There is another aspect not many people are aware of: 'Robinson Crusoe' is an incredibly religious book. God and Providence permeate the book and are what guide Crusoe's thoughts and actions. Being completely alone, everything that happens is either the consequence of one of his own actions or has to be have come from God. The footprint is therefore a crucial part in the novel. Let's take a look at Robinson's response to the footprint:
'I stood like one thunderstruck, or as if I had seen an apparition.  I listened, I looked round me, but I could hear nothing, nor see anything; I went up to a rising ground to look farther; I went up the shore and down the shore, but it was all one; I could see no other impression but that one.'
Robinson has completely resigned himself to a solitary existence and the sudden 'apparition' of a footprint is not only a supernatural reminder that there is an entire world out there, but also a threat against the state he has built up there. The presence of a deity that has the power to change your life outside of your choice is a very important aspect of the novel that has not translated into popular culture.

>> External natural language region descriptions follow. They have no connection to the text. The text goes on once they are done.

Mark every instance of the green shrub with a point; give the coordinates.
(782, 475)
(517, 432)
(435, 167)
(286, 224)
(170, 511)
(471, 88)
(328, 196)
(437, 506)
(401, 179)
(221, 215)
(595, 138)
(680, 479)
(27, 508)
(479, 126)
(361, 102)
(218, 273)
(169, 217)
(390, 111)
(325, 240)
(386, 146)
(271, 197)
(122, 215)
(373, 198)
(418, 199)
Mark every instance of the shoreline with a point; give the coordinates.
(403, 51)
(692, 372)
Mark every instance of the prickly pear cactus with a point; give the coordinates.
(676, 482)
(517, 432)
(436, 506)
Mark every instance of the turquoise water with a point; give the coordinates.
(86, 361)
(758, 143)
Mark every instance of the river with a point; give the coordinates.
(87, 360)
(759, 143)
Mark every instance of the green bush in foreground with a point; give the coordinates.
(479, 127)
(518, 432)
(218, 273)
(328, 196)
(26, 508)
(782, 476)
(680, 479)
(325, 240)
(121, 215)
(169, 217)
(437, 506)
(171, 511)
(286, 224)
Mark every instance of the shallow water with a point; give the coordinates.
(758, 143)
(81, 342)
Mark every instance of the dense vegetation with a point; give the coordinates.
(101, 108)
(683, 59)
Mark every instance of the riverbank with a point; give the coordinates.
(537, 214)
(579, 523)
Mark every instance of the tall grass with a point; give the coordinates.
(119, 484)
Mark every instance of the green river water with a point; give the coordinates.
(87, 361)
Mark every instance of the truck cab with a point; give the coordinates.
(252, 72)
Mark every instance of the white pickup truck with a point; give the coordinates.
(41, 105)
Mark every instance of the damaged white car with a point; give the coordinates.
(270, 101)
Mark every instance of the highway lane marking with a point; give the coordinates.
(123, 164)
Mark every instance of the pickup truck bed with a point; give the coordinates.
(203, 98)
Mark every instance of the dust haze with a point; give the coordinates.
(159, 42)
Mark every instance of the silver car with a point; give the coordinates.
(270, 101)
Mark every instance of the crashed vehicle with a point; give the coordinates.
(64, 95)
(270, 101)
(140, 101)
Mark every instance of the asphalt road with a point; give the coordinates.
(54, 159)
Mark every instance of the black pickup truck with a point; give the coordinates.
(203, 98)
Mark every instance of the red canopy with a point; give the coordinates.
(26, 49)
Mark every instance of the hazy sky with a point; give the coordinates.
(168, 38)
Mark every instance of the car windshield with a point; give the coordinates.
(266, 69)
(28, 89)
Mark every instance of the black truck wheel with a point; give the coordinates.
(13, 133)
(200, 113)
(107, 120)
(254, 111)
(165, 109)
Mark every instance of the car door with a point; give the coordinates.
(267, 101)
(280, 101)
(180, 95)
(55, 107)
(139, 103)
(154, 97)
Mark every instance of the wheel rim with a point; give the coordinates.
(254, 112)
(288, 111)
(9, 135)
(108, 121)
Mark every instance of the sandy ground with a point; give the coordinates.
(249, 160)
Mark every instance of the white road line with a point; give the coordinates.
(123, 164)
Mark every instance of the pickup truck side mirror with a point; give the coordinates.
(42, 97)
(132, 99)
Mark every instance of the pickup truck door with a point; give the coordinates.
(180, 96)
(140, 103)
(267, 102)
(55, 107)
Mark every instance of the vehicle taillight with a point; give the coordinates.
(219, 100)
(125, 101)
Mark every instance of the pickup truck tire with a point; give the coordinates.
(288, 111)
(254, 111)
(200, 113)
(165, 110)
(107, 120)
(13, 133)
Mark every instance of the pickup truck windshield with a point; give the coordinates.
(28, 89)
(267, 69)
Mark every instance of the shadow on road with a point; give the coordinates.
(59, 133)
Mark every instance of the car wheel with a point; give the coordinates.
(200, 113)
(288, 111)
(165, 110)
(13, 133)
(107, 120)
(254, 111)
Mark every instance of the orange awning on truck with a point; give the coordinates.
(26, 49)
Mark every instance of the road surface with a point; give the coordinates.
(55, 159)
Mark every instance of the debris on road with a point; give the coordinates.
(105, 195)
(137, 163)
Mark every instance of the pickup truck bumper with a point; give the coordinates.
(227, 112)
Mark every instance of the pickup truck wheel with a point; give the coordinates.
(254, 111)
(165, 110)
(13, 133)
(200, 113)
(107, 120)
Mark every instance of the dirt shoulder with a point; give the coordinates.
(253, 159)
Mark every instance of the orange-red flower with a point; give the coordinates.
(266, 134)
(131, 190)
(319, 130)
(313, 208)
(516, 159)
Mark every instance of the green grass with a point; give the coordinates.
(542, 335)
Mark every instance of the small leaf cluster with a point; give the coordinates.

However, I found 'Robinson Crusoe' quite enjoyable once you accepted the time period and genre within which it was written. The extraneous detail and the very imperialistic turn that the novel takes towards the end simply form part of the world Robinson and Defoe both come from. In many ways the true value of 'Robinson Crusoe' lies in it being one of the first, if not the first, novel that created a true psychological profile for its character. Crusoe's psyche is delved into and developed, bringing the reader a true travel novel that journeys through the mind as well as an undiscovered world.

I give this novel...


Purely for the fact that the novel is very much of its own time and many of the aspects of its narrative haven't translated into popular culture, I have given this novel 4 rather than 5 Universes. I enjoyed it much more than 'Gulliver's Travels', an equally famous yet relatively unexplored novel written as a response to Defoe's novel, but mainly for the ideas it brought to the forefront of my mind, rather than for its own content.

Have you read 'Robinson Crusoe'? If yes, what did you think of it? If no, do you think you'd enjoy it?